Every company has a brand. Your brand is simply what your customers think about you and how they spread that brand to others through word of mouth. Maybe you think you don’t have a brand. If so, that isn’t likely. Invisibility is a brand, too — and it’s one you want to change.

Creating a Brand
Creating or controlling your brand can seem daunting. After all, brand marketers spend millions of dollars each year on television, print and Internet advertising. How can the average marketer afford that? The good news is that you don’t have to. Your brand only matters to the people that you want to buy your products, either now or in the future. This doesn’t need to happen on a mass scale. You can micro-target to your intended customer base and be just as effective. One of the easiest ways to micro-target is to use 1:1 printing.

Take the example of Guardian Home Care Holdings. It used 1:1 printing to reduce the cost of acquisition of new employees by replacing its traditional recruiting and newspaper advertising with personalized prospecting postcards. Guardian sent mailers to a highly targeted list of health care workers. The mailers were personalized based on gender, race, specialty and other demographics impacting recipients’ employment concerns. The program reduced the cost of finding new hires from around $3,000 to less than $100, but there was a branding impact, too. Recipients were so impressed with the mailers that they often brought them to interviews, telling recruiters that the high-tech, personalized approach gave them the impression that Guardian was the kind of place they wanted to work. Guardian was seen as an innovative, progressive company that is on the leading edge of health care.

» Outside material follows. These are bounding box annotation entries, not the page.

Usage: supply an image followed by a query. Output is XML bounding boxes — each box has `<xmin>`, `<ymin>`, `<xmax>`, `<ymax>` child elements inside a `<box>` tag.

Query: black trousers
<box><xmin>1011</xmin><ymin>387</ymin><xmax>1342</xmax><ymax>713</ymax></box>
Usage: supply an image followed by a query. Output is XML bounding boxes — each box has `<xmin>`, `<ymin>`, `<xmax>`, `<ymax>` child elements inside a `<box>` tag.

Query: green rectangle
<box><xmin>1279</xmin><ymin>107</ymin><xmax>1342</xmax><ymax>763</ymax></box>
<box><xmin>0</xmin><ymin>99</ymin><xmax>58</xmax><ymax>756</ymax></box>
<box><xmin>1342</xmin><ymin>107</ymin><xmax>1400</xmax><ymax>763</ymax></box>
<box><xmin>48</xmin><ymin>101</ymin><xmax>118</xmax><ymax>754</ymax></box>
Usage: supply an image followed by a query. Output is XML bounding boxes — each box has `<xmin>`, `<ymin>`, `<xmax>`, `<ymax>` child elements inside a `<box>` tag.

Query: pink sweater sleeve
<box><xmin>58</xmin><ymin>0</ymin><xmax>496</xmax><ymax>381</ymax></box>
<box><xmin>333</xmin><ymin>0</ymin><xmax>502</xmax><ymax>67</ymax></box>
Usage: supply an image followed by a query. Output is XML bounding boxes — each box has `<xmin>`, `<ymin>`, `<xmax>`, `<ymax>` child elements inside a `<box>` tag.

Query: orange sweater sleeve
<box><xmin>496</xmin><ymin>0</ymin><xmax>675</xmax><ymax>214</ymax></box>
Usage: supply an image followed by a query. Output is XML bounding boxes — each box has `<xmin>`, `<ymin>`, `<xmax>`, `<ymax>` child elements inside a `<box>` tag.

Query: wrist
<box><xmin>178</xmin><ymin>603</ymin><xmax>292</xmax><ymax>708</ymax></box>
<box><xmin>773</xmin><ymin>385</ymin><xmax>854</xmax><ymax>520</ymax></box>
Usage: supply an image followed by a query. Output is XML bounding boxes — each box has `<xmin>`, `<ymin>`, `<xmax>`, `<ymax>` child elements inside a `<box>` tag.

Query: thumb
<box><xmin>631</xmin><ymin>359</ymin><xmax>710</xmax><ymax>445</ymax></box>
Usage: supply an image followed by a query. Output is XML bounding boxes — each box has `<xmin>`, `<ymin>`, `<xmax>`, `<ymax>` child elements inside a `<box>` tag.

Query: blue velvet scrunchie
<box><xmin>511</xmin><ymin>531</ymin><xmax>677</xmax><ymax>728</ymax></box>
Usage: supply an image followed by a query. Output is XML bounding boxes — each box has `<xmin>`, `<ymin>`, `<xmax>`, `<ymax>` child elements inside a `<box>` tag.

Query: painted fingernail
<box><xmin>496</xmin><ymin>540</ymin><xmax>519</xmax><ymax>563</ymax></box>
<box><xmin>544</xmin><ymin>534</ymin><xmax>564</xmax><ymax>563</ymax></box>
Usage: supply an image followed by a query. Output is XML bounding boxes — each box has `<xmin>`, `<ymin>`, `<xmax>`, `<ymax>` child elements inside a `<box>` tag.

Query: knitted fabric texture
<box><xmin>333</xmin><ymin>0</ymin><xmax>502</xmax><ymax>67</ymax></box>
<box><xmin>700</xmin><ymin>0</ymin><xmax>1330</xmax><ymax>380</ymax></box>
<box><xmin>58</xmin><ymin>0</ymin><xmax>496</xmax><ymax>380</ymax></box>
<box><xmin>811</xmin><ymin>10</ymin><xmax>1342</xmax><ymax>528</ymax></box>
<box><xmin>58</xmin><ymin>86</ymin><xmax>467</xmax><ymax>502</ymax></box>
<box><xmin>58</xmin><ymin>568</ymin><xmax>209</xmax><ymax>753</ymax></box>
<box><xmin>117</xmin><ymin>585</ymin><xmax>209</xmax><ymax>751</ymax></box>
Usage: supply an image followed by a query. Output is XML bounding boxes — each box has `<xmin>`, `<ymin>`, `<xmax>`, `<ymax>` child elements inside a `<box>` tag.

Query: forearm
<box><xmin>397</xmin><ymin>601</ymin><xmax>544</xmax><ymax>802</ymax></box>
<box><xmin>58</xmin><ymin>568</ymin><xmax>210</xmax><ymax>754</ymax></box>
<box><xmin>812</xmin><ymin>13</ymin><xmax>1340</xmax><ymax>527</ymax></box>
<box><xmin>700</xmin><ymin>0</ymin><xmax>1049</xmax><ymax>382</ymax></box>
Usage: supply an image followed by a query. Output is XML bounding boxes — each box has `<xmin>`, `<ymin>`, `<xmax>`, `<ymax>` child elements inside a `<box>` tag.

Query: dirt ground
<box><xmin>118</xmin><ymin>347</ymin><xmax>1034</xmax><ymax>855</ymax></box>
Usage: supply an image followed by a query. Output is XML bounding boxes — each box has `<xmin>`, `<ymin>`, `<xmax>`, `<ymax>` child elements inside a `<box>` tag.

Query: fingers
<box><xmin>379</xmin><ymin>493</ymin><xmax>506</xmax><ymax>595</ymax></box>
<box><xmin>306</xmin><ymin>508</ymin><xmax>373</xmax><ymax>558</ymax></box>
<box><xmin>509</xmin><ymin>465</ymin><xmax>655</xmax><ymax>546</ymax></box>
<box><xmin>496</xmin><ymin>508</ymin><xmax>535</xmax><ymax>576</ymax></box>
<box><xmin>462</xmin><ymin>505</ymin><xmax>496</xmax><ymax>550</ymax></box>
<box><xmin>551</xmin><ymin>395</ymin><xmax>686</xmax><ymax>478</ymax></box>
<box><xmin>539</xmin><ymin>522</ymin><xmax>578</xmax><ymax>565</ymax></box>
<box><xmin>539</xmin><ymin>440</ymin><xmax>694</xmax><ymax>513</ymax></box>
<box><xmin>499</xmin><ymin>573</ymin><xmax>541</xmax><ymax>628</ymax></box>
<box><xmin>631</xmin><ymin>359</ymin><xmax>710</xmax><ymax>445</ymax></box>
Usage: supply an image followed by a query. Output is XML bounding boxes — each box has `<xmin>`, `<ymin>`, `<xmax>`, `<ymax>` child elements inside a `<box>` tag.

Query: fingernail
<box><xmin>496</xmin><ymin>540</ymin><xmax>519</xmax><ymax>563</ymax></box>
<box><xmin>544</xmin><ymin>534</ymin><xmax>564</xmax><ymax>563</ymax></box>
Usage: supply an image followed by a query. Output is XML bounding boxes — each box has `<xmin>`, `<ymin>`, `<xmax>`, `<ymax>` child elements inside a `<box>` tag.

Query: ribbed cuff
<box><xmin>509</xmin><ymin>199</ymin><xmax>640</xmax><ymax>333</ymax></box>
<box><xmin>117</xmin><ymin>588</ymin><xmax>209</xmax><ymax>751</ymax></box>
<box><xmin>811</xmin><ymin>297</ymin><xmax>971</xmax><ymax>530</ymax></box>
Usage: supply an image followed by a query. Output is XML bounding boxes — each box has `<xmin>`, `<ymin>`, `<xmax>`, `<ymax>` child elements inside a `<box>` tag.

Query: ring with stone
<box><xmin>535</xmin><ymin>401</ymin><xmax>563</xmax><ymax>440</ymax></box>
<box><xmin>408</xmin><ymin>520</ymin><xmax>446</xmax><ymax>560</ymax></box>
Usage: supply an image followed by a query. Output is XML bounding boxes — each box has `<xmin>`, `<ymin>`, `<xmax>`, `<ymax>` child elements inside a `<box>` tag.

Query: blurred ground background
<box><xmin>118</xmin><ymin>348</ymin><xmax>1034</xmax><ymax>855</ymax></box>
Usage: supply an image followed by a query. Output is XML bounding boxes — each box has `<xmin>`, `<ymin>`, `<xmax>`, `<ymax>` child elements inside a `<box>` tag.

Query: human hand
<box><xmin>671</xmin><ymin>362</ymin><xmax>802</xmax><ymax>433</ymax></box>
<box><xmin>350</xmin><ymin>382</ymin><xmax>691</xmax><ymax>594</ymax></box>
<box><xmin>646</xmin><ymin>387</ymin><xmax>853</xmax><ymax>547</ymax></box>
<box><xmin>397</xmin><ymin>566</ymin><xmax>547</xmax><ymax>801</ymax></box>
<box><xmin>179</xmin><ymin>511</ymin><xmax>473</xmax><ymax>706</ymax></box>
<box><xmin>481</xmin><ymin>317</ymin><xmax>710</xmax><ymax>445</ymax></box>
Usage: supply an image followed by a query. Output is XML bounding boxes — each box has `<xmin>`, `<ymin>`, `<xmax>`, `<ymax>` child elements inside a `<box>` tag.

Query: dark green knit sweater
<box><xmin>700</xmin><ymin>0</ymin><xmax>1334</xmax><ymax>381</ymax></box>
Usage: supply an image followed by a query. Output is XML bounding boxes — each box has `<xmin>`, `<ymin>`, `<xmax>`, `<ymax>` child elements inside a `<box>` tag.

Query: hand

Another company reaping positive branding from its 1:1 marketing is Howard Hanna Real Estate. Every time a Howard Hanna agent sells a house, the company’s system sends out an automatic, personalized notification to all of the neighbors in the local area. Agents also have the ability to take even greater control of the personalization, adding their own images and text to make the message even more relevant to the homeowners receiving it. Recipients know that if you want to sell your house, one of Howard Hanna is the place to go.

Thus, we have two different branding messages, created by two very different companies, with the 1:1 marketing approach in common. The volumes of these mailers are relatively low, targeting only the companies’ intended prospect bases, and allowing companies to precisely manage the message and control their brands for a very manageable cost. The benefit is a double bang for the buck, higher response rates and powerful impact on company branding, as well.